MAD! by Sparks – Album Review

By Ellie Victor
Sparks have been dabbling in glamour, acrimony, and synthetic melodrama since the Seventies, yet with MAD! – their (gasp) 28th studio album – they still hit you sideways. And for a duo pushing eighty, they’ve never sounded more agile.
‘Do Things My Own Way’ kicks things off with uncompromising defiance: squalling guitars and candy‑cane synths crash into a mantra-like refrain. It’s melodic minimalism as maxim: no chorus, just a repeated riff and Russell Mael’s sprechgesang urging “do things my own way.” It’s less “dancefloor starter” and more “dancefloor declaration.”
By contrast, single ‘JanSport Backpack’ is pure Sparks-crafted time distortion: a jaunty synth breeze that feels both retro‑futuristic and nostalgic, as a mundane accessory becomes a symbol of love evaporating. Dulled multi-tracked vocals descend like a faded marquee, before swelling into triumph. “She wears a JanSport backpack,” Russell drones – it’s at once absurd and heartbreakingly vivid.
‘Hit Me, Baby’ shimmies with bravado and childlike ad-libs of “la‑las” and “babies.” This one surges forward – drums pounding, synths doom-laden – like a shrug to a world that demands more seriousness.
“Cinematic flair”
Then comes ‘My Devotion’, the album’s tender heart – a rare Sparks ballad, charging with an ’80s electro pulse. Russell’s yearning is earnest: it could be a homage to love, obsession—or even die‑hard fandom. Either way, it lands with surprising sincerity amid the trademark eccentricity.
‘In Daylight’ is widescreen, anthem-ready: its message is simple (“everybody looks great at night – be impressive in daylight”), but it grooves with cinematic flair. It’s slick art‑pop with embedded confidence.
Then there’s ‘A Little Bit of Light Banter’, arguably the album’s secret weapon: like a tongue-in-cheek homage to Chas & Dave’s unheard electro period. It shuffles along with cheeky energy, gentle melodies and clever lyrical diversion – exactly the kind of sly cultural pick-up Sparks excel at.
Finally, ‘Lord Have Mercy’ ties a bow on the album. It’s grand, hymn-like – Schlager crossed with rock‑god swagger. A guitar solo, held‑lighter lyrics, ambiguous sincerity: perfection if a subversive boyband were to cover it.
“Sincerity with subversion”
Sparks have always relished the banal – jackets, highways, backpacks – and turned them into gleaming vignettes. MAD! finds them revitalising that approach for a messier era. Lyrical curiosity + synthpop + art‑rock remains their alchemy.

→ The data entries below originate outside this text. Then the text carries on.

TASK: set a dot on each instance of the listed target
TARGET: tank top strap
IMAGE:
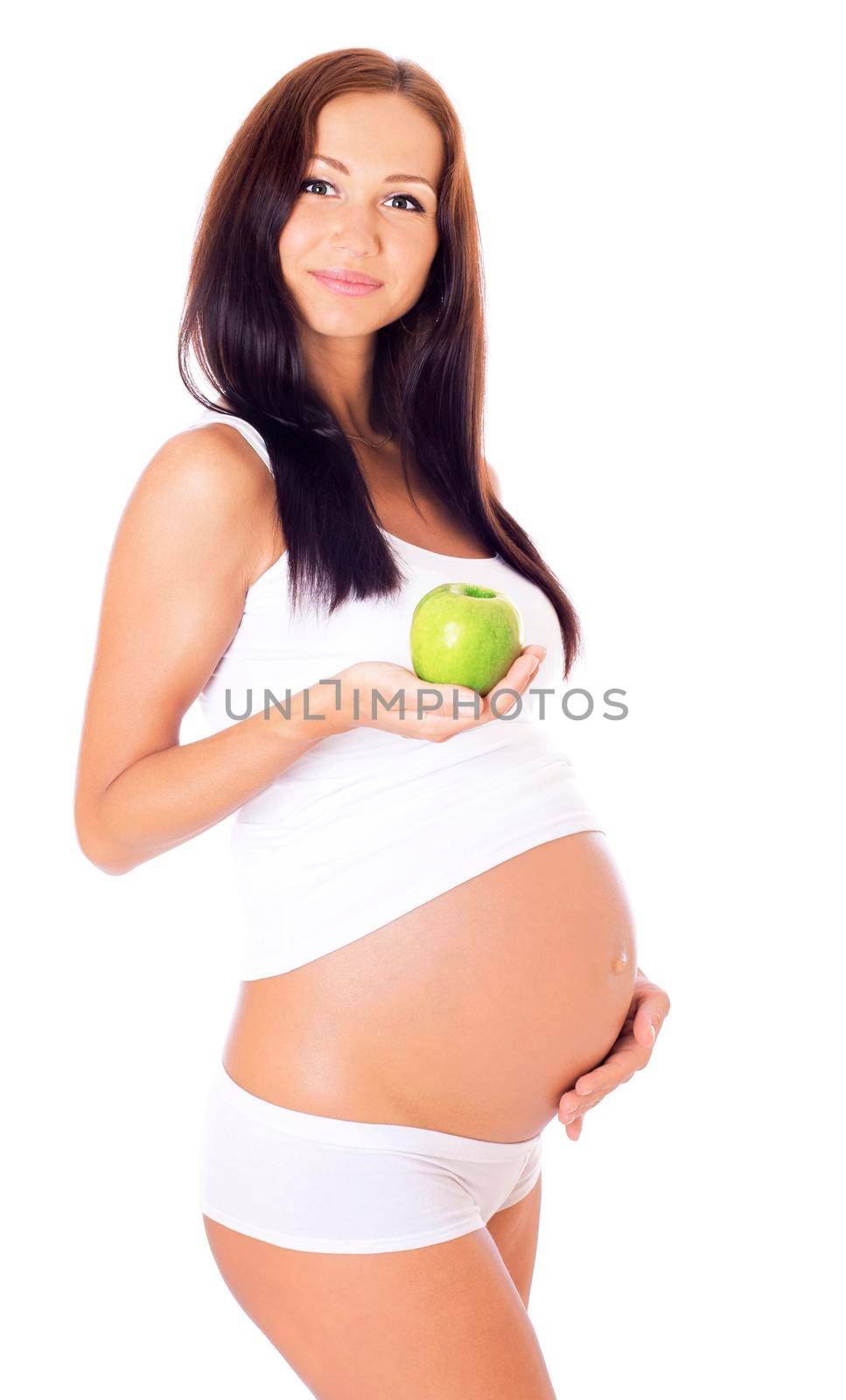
(247, 430)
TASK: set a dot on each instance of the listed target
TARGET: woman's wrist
(318, 711)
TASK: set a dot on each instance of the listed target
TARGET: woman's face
(368, 217)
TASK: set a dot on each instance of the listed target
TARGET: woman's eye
(416, 209)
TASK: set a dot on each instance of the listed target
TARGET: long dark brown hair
(428, 378)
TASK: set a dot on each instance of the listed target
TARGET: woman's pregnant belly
(471, 1014)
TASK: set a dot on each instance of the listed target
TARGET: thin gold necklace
(365, 440)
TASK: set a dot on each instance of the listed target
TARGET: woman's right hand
(421, 710)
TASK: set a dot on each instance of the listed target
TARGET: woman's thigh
(443, 1322)
(514, 1232)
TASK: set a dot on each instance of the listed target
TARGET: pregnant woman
(436, 948)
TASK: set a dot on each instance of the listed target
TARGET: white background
(660, 191)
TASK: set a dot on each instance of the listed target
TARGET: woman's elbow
(100, 854)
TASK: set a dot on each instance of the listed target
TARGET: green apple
(465, 636)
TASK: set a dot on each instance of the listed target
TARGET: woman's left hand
(631, 1052)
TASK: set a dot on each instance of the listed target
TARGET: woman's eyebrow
(339, 165)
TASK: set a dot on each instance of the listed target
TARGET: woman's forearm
(168, 797)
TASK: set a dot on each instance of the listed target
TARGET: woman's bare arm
(184, 556)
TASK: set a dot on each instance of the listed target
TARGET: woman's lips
(346, 289)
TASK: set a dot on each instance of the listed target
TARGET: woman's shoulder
(210, 473)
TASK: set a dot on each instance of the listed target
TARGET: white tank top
(367, 825)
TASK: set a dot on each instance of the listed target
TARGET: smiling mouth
(344, 284)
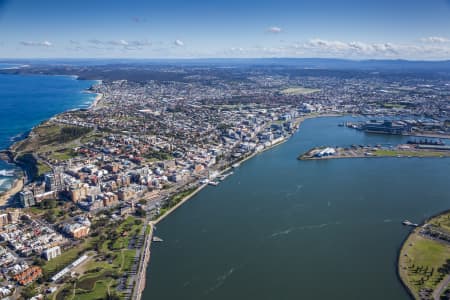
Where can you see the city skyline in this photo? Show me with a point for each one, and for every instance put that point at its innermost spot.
(417, 30)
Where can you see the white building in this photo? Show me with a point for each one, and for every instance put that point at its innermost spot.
(51, 253)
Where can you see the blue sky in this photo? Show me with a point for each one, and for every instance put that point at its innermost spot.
(413, 29)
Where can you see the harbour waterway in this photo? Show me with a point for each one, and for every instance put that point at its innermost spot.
(280, 228)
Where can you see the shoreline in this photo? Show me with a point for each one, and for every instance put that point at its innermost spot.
(403, 246)
(146, 257)
(4, 198)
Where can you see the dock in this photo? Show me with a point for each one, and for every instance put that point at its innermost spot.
(409, 223)
(157, 239)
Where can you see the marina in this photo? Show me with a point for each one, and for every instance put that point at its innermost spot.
(278, 219)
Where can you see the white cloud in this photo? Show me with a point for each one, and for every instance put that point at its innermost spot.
(342, 49)
(274, 29)
(435, 39)
(121, 44)
(118, 43)
(36, 44)
(179, 43)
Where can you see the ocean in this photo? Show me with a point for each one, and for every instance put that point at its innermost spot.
(27, 100)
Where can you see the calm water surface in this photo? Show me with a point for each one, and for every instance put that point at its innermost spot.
(280, 228)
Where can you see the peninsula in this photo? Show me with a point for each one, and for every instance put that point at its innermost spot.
(98, 179)
(424, 259)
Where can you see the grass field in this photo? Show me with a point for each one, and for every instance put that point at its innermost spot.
(57, 264)
(113, 259)
(421, 260)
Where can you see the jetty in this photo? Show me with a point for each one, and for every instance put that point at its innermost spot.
(409, 223)
(157, 239)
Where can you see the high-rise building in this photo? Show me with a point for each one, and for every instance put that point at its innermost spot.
(26, 198)
(51, 253)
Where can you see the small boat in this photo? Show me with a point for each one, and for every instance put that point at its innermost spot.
(409, 223)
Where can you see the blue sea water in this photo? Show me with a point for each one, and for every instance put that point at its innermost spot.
(27, 100)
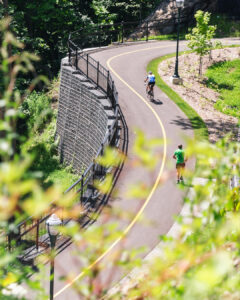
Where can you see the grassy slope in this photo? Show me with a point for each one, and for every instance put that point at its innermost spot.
(199, 127)
(224, 78)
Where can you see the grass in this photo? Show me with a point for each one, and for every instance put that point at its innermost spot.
(225, 26)
(199, 127)
(224, 77)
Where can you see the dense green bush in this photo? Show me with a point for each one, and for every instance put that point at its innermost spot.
(224, 78)
(37, 110)
(226, 26)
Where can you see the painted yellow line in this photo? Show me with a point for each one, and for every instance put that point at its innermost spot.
(125, 232)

Stylistically they’re all over the place – and precisely by design. The opener stalks like cabaret punk, mid‑album tracks shift from rock to pastoral reflection, others mix sincerity with subversion. It’s dizzying, but unified by the Maels’ brittle wit.
With MAD!, Sparks prove they’re far from pastiche. Instead, they offer a masterclass in maintaining creative mischief. It isn’t their sharpest album – and anyway, to these ears, they’ve always trodden a fine line between irritating and inimitable – but it’s still full of hooks, laughs, and pulses of feeling.
A sleek art-pop antidote for a manic world.